On September 13, 2013, Manitoba joined Quebec, British Columbia and Alberta by enacting provincial private sector privacy legislation.
Once it comes into force, Manitoba’s Personal Information Protection and Identity Theft Prevention Act (PIPITPA) will govern the collection, use and disclosure of personal information, including that of employees, by organizations in the private sector.
The Manitoba legislation has been modelled closely after the Personal Information Protection Act (“PIPA”) in Alberta; however, meaningful differences exist. The most significant differences are summarized below.
- Breach notification – PIPITPA includes a broad breach notification obligation that requires an organization to notify an individual if personal information about the individual in its custody or under its control is stolen, lost or accessed in an authorized manner, unless it is not reasonably possible for the personal information to be used unlawfully. Unlike in Alberta, there is no “real risk of significant harm” test or a requirement to notify the privacy commissioner (who then makes a decision on whether notice to individuals needs to be given).
- Private right of action for privacy breaches – PIPITPA creates a broad private right of action that will enable an individual to claim damages arising from an organization’s failure to protect personal information in its custody or under its control or provide a required notice of a data breach. Unlike under PIPA, the private right of action is not conditional upon a finding by a privacy commissioner (or ombudsman) that the organization failed to comply with the legislation. This, together with the broad and ambiguous legal language that can trigger a claim, is likely to encourage the commencement of privacy breach class actions in Manitoba.

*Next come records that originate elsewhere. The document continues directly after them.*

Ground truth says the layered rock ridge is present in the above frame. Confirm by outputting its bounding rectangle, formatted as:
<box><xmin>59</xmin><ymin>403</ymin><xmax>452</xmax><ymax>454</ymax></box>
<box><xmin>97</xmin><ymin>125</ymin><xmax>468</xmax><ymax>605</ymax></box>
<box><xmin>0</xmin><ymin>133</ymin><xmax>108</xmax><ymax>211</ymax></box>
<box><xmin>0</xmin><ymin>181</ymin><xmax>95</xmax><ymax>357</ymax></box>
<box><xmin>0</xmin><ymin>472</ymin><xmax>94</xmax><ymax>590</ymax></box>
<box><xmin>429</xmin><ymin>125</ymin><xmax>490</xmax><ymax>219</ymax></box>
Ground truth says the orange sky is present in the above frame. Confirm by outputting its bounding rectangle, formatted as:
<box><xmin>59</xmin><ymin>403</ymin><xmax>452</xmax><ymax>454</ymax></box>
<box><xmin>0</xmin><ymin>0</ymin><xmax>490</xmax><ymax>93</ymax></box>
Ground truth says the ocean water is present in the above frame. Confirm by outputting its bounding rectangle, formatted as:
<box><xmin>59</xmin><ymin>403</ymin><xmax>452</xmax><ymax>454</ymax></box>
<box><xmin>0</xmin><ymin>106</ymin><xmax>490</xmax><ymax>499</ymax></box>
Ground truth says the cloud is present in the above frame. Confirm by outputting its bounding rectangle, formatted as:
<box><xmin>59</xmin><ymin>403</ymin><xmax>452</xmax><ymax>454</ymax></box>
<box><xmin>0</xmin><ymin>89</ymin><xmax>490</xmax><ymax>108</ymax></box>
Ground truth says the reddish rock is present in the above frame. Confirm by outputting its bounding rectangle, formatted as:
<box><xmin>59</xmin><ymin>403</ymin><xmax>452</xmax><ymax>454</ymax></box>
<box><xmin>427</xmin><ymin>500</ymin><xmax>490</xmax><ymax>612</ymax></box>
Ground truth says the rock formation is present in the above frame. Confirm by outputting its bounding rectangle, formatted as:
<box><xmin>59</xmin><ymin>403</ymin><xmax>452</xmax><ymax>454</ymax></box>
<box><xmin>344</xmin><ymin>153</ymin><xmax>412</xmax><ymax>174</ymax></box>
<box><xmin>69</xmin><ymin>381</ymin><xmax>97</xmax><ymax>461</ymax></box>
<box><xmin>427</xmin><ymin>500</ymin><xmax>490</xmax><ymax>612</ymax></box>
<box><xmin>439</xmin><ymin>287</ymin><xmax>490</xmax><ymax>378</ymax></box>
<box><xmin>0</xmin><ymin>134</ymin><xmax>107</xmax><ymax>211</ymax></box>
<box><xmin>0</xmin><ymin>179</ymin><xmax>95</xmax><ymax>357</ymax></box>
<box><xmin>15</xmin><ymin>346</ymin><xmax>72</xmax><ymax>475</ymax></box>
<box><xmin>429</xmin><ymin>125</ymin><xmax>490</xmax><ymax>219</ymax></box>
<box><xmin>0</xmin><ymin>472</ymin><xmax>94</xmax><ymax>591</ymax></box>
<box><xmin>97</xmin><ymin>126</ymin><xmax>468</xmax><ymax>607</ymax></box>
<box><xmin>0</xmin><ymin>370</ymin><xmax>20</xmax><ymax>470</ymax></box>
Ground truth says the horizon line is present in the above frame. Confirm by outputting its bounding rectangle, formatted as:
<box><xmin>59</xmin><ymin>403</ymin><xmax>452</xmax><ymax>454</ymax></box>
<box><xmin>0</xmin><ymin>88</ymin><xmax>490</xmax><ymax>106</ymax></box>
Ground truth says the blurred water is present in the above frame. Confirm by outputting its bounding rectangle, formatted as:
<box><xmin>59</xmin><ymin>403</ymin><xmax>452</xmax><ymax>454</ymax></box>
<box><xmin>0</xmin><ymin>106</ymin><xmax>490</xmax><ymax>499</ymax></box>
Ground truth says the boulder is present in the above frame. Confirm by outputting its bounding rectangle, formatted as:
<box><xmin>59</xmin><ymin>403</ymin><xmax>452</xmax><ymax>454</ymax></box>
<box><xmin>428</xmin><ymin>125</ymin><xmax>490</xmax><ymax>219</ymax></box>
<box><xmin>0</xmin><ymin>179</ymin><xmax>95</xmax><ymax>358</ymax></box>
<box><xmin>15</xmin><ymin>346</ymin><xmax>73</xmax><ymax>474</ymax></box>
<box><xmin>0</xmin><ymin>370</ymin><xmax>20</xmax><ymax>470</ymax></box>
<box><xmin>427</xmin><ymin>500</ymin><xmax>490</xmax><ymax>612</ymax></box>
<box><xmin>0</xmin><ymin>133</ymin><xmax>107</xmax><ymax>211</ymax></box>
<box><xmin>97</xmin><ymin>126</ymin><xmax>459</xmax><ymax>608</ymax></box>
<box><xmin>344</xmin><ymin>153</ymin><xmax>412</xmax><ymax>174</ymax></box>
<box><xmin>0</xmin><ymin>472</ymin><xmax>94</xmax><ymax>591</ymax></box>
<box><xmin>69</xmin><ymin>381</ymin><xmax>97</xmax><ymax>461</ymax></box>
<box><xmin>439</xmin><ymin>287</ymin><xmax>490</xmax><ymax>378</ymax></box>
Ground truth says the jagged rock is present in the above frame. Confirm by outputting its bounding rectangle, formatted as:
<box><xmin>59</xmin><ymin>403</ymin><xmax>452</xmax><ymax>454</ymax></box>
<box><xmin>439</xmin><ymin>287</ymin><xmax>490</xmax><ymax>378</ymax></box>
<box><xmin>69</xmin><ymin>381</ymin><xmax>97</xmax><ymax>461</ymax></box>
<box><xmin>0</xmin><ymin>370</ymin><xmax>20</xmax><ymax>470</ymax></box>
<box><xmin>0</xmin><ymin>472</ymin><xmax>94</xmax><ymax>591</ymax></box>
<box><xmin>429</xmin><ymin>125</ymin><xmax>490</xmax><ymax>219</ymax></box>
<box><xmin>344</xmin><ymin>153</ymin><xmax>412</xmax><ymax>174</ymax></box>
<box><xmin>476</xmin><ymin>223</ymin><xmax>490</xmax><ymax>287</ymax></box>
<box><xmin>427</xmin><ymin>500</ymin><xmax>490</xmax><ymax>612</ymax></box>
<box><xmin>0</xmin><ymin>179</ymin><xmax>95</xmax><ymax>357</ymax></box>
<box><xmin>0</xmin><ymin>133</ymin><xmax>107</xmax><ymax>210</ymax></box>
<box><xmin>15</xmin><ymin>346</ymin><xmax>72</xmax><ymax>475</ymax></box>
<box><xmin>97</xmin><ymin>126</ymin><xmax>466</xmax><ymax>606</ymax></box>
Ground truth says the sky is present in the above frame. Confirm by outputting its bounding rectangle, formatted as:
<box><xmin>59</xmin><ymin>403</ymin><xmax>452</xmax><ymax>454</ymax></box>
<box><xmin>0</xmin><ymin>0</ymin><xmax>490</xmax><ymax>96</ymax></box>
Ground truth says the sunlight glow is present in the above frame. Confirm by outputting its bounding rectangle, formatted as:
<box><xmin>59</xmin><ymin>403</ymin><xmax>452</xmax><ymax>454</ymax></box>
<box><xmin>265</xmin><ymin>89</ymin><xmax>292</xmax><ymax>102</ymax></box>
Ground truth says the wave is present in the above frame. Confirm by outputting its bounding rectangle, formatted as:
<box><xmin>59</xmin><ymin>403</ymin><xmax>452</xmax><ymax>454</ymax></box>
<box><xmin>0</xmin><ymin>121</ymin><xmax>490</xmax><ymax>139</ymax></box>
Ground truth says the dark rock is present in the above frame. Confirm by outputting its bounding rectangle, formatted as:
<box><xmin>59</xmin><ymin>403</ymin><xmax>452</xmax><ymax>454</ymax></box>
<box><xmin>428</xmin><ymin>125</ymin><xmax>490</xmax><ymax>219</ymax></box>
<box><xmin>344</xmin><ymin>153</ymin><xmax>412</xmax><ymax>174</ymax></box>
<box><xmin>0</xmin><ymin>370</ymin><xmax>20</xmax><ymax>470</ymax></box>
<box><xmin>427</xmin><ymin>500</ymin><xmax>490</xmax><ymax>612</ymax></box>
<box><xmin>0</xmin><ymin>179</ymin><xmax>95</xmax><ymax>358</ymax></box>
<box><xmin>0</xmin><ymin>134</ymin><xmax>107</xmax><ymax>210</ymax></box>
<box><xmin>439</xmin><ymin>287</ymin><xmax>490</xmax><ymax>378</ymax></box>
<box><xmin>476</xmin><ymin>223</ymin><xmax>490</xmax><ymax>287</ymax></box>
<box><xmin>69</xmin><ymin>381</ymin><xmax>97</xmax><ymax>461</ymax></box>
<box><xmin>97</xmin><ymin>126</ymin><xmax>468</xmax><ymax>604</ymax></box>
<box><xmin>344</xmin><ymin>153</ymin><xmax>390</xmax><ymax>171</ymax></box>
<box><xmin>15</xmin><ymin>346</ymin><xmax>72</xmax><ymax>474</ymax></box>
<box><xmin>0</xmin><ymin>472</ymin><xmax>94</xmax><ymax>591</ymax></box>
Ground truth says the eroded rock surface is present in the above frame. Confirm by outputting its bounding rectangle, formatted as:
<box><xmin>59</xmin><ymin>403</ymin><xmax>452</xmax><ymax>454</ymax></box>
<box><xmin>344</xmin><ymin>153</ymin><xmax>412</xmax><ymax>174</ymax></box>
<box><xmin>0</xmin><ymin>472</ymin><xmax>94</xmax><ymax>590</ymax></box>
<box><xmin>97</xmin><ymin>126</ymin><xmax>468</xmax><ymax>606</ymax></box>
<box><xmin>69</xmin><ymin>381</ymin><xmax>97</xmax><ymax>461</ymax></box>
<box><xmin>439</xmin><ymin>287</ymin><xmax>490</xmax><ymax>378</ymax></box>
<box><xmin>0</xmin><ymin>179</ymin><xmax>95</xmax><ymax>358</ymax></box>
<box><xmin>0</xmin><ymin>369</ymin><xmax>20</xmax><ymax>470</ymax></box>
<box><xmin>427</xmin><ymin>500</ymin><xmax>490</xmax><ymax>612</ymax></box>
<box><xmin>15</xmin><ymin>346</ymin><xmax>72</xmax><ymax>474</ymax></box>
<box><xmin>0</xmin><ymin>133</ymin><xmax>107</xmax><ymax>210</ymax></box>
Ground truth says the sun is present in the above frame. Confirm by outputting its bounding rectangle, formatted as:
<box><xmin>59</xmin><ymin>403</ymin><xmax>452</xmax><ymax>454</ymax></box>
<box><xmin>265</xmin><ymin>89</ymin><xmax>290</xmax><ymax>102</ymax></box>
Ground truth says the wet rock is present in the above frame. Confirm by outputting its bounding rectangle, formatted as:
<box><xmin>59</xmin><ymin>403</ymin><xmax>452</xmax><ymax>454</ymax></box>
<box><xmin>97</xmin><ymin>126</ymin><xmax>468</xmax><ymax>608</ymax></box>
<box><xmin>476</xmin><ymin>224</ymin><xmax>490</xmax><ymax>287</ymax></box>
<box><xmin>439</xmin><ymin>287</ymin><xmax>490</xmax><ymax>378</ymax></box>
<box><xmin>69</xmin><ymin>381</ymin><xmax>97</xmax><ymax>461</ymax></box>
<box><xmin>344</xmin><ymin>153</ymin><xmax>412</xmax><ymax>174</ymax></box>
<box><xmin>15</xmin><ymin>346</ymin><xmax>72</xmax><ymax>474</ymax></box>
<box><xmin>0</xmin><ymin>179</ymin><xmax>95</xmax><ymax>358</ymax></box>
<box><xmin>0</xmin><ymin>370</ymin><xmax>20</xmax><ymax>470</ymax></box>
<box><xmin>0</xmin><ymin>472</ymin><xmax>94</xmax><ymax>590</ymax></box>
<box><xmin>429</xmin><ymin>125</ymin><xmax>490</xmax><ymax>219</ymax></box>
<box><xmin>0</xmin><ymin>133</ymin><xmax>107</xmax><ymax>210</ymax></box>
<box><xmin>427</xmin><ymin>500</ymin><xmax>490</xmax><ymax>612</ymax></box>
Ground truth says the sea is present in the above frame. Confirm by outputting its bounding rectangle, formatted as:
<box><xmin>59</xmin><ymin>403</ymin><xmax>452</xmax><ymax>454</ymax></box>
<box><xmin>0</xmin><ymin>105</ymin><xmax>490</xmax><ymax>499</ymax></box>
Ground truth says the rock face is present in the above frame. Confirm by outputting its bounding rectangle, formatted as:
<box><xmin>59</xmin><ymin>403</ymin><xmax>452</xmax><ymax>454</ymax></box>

- No complaint process – There remains uncertainty as to how PIPITPA will be enforced as there is no formal complaint or review process, nor does PIPITPA provide for the regulation making authority to implement one. The legislation does, however, include offences for (among other things) wilfully collecting, using or disclosing personal information in contravention of the legislation. As in PIPA, the offences are subject to fines of up to $100,000.
- Security requirements – PIPITPA authorizes the Lieutenant Governor in Council to prescribe security arrangements that organizations will need to follow in respect of personal information in their possession or under their control. As PIPITPA does not contain the specific requirements regarding destruction of personal information that PIPA does, it is possible that such requirements could form part of prescribed security arrangements.
- Information about former employees – PIPITPA does not include an exception to consent, similar to the one found in PIPA, for the collection, use or disclosure of personal information about former employees.
- Transfers to service providers outside Canada – PIPITPA does not include the prescriptive rules found in PIPA regarding an organization’s use of a service provider outside Canada to collect or process personal information on its behalf. However, there remains the possibility that such rules could be prescribed as part of a security arrangement.
- Name of person responsible for privacy – Whereas both PIPA and PIPITPA require that an organization notify individuals prior to collection of personal information of the person designated to answer questions regarding collections on behalf of the organization, PIPITPA requires that the name of such person (as opposed to the name or title of such person under PIPA) be provided. Therefore, organizations subject to PIPITPA will need to update their privacy policies and notices every time their designated privacy officer changes.
How It Affects Your Business
Organizations who already have processes in place to comply with Canada’s existing privacy laws will largely find that PIPITPA does not create new compliance obligations for them. Notable exceptions are the data breach notification requirements, the increased likelihood of related class actions, the potential for regulations to be used to prescribe minimum security requirements and the requirement to disclose the name of the organization’s privacy officer.